Skvortsova, K., Bertrand, S., Voronov, D., Duckett, P. E., Ross, S. E., Magri, M. S., Maeso, I., Weatheritt, R. J., Gómez Skarmeta, J. L., Arnone, M. I., Escriva, H., & Bogdanovic, O. (2022). Active DNA demethylation of developmental cis-regulatory regions predates vertebrate origins. Science Advances, 8(48):. doi:10.1126/sciadv.abn2258.

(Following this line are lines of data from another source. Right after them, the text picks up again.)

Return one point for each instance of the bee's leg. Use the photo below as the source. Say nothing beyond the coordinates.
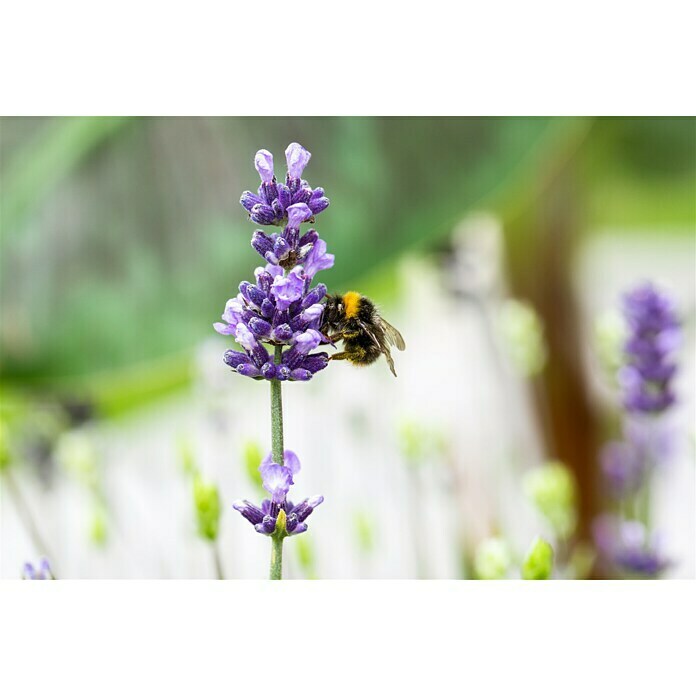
(343, 355)
(342, 336)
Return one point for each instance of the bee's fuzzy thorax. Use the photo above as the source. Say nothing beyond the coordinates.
(351, 302)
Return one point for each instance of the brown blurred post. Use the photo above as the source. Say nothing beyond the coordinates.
(543, 242)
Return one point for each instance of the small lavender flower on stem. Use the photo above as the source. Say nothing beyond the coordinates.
(277, 451)
(280, 309)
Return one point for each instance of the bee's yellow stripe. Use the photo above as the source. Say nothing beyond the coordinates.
(350, 302)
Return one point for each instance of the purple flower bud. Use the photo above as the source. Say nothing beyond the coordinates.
(267, 526)
(302, 196)
(281, 248)
(270, 192)
(262, 214)
(263, 161)
(267, 308)
(234, 359)
(315, 362)
(232, 315)
(260, 327)
(309, 237)
(297, 158)
(282, 333)
(249, 200)
(307, 341)
(310, 317)
(284, 196)
(317, 205)
(297, 214)
(255, 295)
(277, 480)
(264, 280)
(245, 338)
(249, 511)
(261, 242)
(315, 295)
(248, 370)
(287, 289)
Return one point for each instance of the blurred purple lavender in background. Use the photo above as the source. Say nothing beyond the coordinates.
(43, 572)
(625, 541)
(277, 480)
(654, 336)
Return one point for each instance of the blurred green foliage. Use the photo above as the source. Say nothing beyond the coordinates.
(207, 503)
(492, 559)
(122, 238)
(251, 457)
(552, 490)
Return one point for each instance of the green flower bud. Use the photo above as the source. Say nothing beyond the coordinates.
(419, 442)
(4, 447)
(538, 563)
(492, 559)
(186, 457)
(98, 532)
(364, 531)
(609, 339)
(207, 503)
(75, 452)
(304, 552)
(551, 488)
(252, 456)
(523, 333)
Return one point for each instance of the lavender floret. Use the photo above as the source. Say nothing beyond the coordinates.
(281, 307)
(646, 378)
(277, 480)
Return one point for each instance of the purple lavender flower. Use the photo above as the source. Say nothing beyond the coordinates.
(273, 201)
(623, 467)
(281, 308)
(627, 548)
(43, 572)
(277, 480)
(654, 336)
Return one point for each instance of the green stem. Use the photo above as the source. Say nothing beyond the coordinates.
(276, 557)
(277, 414)
(219, 573)
(277, 451)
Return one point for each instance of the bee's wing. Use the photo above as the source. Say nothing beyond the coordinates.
(392, 335)
(380, 338)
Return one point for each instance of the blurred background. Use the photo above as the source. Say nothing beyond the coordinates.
(500, 247)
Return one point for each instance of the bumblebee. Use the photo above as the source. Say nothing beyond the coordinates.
(353, 319)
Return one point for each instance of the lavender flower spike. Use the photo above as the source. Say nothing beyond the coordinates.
(297, 158)
(646, 379)
(270, 205)
(264, 165)
(277, 480)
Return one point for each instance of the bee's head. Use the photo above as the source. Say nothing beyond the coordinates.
(334, 310)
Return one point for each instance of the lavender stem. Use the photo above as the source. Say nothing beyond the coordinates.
(278, 455)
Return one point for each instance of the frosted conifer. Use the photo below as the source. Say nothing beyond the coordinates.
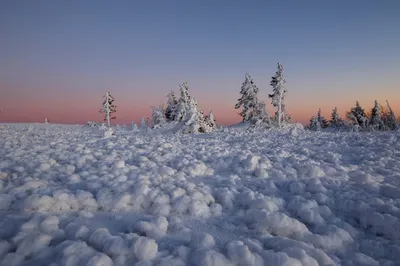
(172, 103)
(158, 118)
(261, 117)
(357, 114)
(249, 99)
(183, 103)
(321, 120)
(210, 121)
(375, 121)
(336, 121)
(315, 125)
(278, 84)
(391, 122)
(108, 107)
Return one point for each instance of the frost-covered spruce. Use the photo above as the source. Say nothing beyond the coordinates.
(210, 121)
(195, 121)
(278, 96)
(391, 122)
(315, 124)
(321, 120)
(249, 99)
(157, 118)
(375, 121)
(358, 116)
(183, 103)
(336, 121)
(172, 105)
(261, 118)
(108, 107)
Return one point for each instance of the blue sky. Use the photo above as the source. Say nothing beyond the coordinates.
(143, 49)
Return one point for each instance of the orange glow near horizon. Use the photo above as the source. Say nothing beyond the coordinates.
(62, 112)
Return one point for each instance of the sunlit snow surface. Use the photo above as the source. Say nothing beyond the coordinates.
(69, 196)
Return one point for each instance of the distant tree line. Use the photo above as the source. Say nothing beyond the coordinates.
(378, 118)
(184, 115)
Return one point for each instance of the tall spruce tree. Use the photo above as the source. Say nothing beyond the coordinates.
(357, 114)
(108, 107)
(315, 124)
(391, 118)
(172, 103)
(375, 121)
(249, 99)
(336, 121)
(157, 118)
(278, 84)
(321, 120)
(183, 103)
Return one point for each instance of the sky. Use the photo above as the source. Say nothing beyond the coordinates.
(58, 58)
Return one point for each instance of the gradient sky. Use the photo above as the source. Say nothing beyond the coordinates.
(57, 58)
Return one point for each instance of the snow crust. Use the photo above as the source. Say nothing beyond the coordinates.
(70, 196)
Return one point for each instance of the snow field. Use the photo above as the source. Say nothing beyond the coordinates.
(70, 196)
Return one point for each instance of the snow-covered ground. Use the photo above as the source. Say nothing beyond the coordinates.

引用: https://hdl.handle.net/21.11116/0000-000C-DCF3-A
要旨
DNA methylation [5-methylcytosine (5mC)] is a repressive gene-regulatory mark required for vertebrate embryogenesis. Genomic 5mC is tightly regulated through the action of DNA methyltransferases, which deposit 5mC, and ten-eleven translocation (TET) enzymes, which participate in its active removal through the formation of 5-hydroxymethylcytosine (5hmC). TET enzymes are essential for mammalian gastrulation and activation of vertebrate developmental enhancers; however, to date, a clear picture of 5hmC function, abundance, and genomic distribution in nonvertebrate lineages is lacking. By using base-resolution 5mC and 5hmC quantification during sea urchin and lancelet embryogenesis, we shed light on the roles of nonvertebrate 5hmC and TET enzymes. We find that these invertebrate deuterostomes use TET enzymes for targeted demethylation of regulatory regions associated with developmental genes and show that the complement of identified 5hmC-regulated genes is conserved to vertebrates. This work demonstrates that active 5mC removal from regulatory regions is a common feature of deuterostome embryogenesis suggestive of an unexpected deep conservation of a major gene-regulatory module.